In document 2 002 d 'études hongroises Cahiers (Pldal 51-59)

Je voudrais présenter, dans le cadre de cette communication, certaines questions d'une entreprise importante des sciences littéraires hongroises.

Importante, dis-je, puisque la réflexion sur la littérature fait partie de la littérature elle-même, par conséquent l'analyse de la genèse, de la formation et du fonctionnement de cette réflexion est un élément indispensable des recherches. Ce travail est loin d'être secondaire : au-delà de l'analyse de la réception d'une œuvre, c'est un moyen qui permet de définir certaines conditions essentielles de la création littéraire. L'examen comparé des textes poétiques et critiques témoigne d'une interférence réciproque ; la synthèse historique de ces analyses contribue à une plus profonde compréhension de la tradition, tout en avertissant de la possibilité et même de la nécessité d'une transformation de l'image conventionnelle. La réflexion sur l'histoire de la réflexion littéraire est, en dernière analyse, un moyen de mieux voir les antécédents de nos propres interprétations.

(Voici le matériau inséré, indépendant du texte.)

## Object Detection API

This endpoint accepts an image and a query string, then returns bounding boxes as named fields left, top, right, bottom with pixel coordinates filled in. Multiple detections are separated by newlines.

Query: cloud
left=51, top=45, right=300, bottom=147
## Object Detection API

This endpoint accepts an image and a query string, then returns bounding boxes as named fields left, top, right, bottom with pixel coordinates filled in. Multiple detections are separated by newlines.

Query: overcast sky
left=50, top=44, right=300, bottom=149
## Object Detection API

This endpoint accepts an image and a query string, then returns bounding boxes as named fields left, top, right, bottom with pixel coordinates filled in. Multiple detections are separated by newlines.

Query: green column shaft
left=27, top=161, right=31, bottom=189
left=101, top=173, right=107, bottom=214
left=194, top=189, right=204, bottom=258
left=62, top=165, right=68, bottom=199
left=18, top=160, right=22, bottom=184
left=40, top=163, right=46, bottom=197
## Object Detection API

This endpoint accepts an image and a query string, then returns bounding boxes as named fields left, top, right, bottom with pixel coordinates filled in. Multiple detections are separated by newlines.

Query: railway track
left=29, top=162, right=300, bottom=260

La synthèse la plus récente, intitulée L'histoire de la littérature hongroise, publiée en six grands volumes, date des années 1960. C'était notre manuel universitaire, écrit par la génération de nos professeurs. Cette période était d'un caractère synthétique qui résumait sa conception littéraire et linguistique, esthétique et historique, folklorique et musicale dans plusieurs grands dictionnaires et œuvres représentatives.

On sait bien que chaque vue d'ensemble est l'anticipation d'un programme qui met en lumière des points moins connus, voire inconnus de la recherche scientifique. On sait également que les synthèses successives dialoguent et se complètent entre elles, en s'inspirant dans bien des cas de tout ce qui leur est antérieur ; mais cette continuité est en même temps une discussion puisque les points de départ et les définitions, donc la conception de la littérature et la nature de l'analyse sont nécessairement différents.

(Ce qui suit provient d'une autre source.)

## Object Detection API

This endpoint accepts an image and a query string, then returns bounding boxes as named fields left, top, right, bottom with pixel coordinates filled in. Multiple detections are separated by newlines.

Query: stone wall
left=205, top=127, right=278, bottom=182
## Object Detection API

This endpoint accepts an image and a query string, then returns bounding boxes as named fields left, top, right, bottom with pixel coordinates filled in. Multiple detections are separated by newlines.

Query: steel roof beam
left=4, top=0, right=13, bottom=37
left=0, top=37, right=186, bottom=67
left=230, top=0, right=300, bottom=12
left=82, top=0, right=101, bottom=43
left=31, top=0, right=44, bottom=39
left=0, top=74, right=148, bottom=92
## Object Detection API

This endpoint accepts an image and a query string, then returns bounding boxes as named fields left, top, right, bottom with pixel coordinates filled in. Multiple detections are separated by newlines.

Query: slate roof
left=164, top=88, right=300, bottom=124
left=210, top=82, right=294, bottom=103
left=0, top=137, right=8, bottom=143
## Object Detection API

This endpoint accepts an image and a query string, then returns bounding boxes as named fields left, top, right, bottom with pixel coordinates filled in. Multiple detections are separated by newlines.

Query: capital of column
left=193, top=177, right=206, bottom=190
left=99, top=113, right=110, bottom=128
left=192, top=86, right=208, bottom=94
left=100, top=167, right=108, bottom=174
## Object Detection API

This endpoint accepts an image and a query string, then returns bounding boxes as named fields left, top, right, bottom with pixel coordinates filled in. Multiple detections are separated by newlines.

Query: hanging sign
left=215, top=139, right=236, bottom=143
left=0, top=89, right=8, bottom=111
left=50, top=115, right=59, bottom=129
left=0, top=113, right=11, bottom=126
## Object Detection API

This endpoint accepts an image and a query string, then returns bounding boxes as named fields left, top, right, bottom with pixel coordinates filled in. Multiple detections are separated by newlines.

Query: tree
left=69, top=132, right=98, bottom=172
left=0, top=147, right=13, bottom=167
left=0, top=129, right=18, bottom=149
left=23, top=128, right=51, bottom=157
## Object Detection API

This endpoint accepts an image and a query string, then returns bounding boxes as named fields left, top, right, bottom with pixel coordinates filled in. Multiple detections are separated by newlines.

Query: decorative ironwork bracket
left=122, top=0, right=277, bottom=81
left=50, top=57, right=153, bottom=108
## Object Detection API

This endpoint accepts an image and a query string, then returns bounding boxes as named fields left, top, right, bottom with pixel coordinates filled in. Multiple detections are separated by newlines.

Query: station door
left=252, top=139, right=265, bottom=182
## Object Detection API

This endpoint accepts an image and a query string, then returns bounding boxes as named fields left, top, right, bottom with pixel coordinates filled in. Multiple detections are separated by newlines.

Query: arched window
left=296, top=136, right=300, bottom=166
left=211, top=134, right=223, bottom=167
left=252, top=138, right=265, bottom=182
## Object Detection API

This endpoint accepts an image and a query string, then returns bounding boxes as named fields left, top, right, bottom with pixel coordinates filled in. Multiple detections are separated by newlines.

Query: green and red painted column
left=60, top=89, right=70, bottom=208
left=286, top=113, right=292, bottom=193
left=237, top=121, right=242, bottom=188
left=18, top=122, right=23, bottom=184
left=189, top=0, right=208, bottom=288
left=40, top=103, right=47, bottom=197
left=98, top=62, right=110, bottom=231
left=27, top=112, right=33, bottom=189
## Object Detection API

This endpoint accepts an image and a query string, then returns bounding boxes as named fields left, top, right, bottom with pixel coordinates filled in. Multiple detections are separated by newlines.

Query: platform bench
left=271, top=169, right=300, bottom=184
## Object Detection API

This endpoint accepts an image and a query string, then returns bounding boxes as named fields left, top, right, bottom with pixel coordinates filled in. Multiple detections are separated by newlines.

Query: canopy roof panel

En ce qui concerne la situation historique où est née la synthèse de la critique littéraire que je voudrais vous présenter, elle est ambivalente. L'idée de son élaboration était la conséquence directe de ladite histoire de la littérature ; ses premiers volumes ont été publiés, à partir de 1976 et principalement au début des années 80, par les auteurs de quelques chapitres importants de cette œuvre collective. Mais le travail a dépassé les cadres prévus : les quatre ou cinq volumes qui auraient donné un panorama jusqu'à la fin du XIXe siècle devinrent insuffisants : aujourd'hui il faut compter avec sept volumes qui ont vu le jour et sept autres monographies en cours de préparation. Cette modification essentielle du programme va de pair, du point de vue des auteurs, avec l'apparition d'une nouvelle génération.

Les grandes synthèses dont la publication s'étend sur plusieurs décennies peuvent bien refléter les changements des circonstances extérieures.

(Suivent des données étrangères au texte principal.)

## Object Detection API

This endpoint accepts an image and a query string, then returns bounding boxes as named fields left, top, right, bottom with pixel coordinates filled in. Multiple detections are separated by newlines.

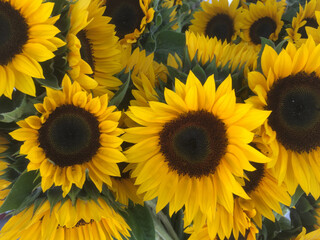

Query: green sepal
left=0, top=171, right=40, bottom=213
left=46, top=187, right=63, bottom=211
left=124, top=203, right=155, bottom=240
left=109, top=72, right=131, bottom=109
left=0, top=93, right=36, bottom=123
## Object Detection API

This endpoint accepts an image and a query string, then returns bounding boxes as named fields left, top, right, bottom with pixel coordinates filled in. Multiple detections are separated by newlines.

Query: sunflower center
left=267, top=73, right=320, bottom=153
left=243, top=162, right=265, bottom=194
left=104, top=0, right=144, bottom=39
left=39, top=105, right=100, bottom=167
left=249, top=17, right=277, bottom=44
left=0, top=1, right=29, bottom=66
left=77, top=29, right=95, bottom=75
left=298, top=18, right=319, bottom=38
left=159, top=110, right=228, bottom=177
left=205, top=13, right=234, bottom=42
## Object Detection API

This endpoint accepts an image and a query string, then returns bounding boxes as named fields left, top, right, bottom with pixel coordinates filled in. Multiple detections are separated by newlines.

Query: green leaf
left=290, top=186, right=304, bottom=207
left=124, top=204, right=155, bottom=240
left=154, top=30, right=186, bottom=63
left=47, top=187, right=63, bottom=210
left=109, top=72, right=131, bottom=107
left=0, top=171, right=40, bottom=213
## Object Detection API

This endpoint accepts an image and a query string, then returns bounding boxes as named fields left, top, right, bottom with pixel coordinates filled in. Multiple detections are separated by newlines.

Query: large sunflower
left=247, top=39, right=320, bottom=198
left=123, top=72, right=269, bottom=222
left=240, top=0, right=285, bottom=47
left=0, top=198, right=130, bottom=240
left=104, top=0, right=154, bottom=43
left=189, top=0, right=241, bottom=42
left=286, top=0, right=320, bottom=46
left=67, top=0, right=122, bottom=93
left=0, top=0, right=65, bottom=98
left=10, top=76, right=125, bottom=196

L'histoire de la critique littéraire est un témoignage complexe du rapport entre l'auteur et son temps : parmi les trois volumes publiés avant le changement de régime de 1989, il y a un qui supposait une égalité entre conception marxiste et modernité ; un autre se servait d'un double langage, en formulant le véritable message entre quelques citations de Marx ; le troisième pouvait entièrement protéger son caractère scientifique des compromis idéologiques. Le fait que ces monographies fussent écrites par des collègues plus âgés, n'eut pas pour conséquence une discussion directe entre les générations. A partir de la fin des années 1970, il s'agissait plutôt d'une coopération entre maîtres et disciples, chaque volume étant le travail autonome d'un auteur, le résultat d'une réflexion personnelle.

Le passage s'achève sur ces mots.